21. Line 145: By changing the age range that is targeted, does this imply more individuals are using PrEP? I.e., if it was 45% in men 15-24 and then 45% in men 15-49 (and similarly for women). Or is it the same number using PrEP but spread across a wider age range?

22. Line 159: Are these 95% simulation intervals? It would be helpful to have a median value here since the interval seems wide and ratios less than 1 have a different interpretation than ratios above 1.

Discussion

23. Line 206: “Good-fitting parameter sets” is jargon that isn’t previously defined. If this is relevant for the Discussion, I suggest using plain language so readers without modeling experience can understand what this means.

24. Line 212: This conclusion seems misleading, since PrEP was not targeted based on degree or concurrency specifically, but allocated based on sex and age. These variables may correlate with degree and concurrency, but within groups PrEP was allocated equally.

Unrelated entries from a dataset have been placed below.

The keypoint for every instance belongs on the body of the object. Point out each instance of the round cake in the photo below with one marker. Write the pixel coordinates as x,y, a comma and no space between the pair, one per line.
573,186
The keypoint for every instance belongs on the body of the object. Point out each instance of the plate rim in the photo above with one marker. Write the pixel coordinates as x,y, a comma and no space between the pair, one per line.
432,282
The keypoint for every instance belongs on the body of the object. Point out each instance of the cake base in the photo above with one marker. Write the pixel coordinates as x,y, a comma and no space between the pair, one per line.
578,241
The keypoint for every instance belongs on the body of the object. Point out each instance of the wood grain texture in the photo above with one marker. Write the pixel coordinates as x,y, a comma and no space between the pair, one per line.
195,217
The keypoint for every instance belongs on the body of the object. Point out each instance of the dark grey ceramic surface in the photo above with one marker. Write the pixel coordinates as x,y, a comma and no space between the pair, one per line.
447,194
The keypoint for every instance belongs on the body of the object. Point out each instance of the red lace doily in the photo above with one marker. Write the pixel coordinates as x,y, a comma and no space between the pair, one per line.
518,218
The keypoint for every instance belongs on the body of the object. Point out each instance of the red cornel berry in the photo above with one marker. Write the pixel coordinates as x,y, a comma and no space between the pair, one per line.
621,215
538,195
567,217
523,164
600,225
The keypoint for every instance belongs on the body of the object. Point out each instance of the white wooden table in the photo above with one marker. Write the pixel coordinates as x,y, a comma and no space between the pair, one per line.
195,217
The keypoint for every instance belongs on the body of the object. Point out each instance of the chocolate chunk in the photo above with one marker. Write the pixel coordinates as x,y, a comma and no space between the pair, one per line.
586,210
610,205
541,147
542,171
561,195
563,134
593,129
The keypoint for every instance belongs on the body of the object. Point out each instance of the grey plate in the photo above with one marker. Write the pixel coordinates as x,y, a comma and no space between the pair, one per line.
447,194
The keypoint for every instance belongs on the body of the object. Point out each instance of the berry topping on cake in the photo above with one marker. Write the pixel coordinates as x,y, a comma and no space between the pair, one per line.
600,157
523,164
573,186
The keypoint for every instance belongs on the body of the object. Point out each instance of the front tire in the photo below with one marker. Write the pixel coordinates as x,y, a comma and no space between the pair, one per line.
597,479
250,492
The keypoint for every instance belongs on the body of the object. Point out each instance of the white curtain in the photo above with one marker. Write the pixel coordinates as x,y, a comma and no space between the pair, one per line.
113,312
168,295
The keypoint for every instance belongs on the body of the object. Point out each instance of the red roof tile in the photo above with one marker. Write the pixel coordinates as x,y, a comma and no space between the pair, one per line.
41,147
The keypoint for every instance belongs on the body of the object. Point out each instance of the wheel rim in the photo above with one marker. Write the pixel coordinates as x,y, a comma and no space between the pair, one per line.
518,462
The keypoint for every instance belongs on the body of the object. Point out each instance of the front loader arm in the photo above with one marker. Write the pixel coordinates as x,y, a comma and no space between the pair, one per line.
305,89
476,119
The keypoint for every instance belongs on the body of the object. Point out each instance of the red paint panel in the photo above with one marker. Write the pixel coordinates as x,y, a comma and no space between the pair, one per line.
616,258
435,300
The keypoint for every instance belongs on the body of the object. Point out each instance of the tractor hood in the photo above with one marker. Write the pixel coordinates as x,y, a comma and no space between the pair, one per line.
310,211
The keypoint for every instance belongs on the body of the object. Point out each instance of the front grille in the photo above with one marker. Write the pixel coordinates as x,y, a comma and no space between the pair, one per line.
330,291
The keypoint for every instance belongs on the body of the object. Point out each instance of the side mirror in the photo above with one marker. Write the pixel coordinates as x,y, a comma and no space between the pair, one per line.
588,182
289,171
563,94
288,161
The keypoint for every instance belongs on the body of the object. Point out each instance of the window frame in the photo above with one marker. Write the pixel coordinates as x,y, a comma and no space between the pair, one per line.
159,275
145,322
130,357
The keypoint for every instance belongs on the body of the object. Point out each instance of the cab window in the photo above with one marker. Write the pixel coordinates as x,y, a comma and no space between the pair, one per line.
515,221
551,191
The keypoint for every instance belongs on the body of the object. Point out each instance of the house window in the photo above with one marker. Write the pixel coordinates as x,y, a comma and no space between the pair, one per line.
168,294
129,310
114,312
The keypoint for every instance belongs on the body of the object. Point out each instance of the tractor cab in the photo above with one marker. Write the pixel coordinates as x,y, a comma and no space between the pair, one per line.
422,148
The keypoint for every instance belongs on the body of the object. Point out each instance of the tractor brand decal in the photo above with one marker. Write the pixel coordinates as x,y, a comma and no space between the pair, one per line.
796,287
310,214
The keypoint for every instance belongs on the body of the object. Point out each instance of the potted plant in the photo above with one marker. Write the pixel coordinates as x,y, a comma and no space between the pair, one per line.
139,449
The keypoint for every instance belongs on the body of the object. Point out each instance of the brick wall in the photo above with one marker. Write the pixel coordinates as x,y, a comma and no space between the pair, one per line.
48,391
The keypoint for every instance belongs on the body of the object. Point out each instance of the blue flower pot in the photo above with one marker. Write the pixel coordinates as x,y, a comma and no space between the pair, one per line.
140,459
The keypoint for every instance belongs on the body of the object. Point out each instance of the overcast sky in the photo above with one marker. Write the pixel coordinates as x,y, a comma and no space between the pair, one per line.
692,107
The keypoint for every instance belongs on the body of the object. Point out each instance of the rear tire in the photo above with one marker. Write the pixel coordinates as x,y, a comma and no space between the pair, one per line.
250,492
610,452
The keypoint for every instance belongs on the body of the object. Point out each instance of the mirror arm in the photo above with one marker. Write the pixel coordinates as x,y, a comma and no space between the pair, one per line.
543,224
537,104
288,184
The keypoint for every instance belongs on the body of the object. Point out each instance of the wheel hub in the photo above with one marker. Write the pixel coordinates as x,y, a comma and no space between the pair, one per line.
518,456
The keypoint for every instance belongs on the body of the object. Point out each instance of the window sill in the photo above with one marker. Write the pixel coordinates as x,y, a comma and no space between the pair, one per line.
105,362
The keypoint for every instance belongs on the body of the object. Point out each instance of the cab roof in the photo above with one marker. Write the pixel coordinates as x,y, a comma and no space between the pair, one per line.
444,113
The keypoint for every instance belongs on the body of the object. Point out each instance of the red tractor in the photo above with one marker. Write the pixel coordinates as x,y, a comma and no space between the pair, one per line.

Reviewer #2: This interesting manuscript addresses an important question – prioritization of offer of PrEP to different populations in western Kenya and South Africa in order to maximize impact in reducing new HIV infections. Overall, the manuscript is well written and provides important data to guide policy. I have several questions and suggestions for the authors to consider to strengthen the manuscript.

Major comments:

1) Because some national guidelines (e.g. in Kenya) now allow for offer of PrEP to persons at substantial risk of HIV acquisition, regardless of gender, it would be helpful to include an analysis in which PrEP is offered to both men and women at substantial risk. The current analyses in which PrEP is offered only to women or only to men are interesting exercises but are limited in terms of applicability to current programs. Although young women should understandably be prioritized for PrEP based on high incidence, men should also be prioritized for PrEP (as the authors note) to reduce incidence among women/their communities and, as many would argue, for their own health. Thus, the manuscript would be greatly strengthened by including an analysis in which PrEP is offered to both men and women at substantial risk.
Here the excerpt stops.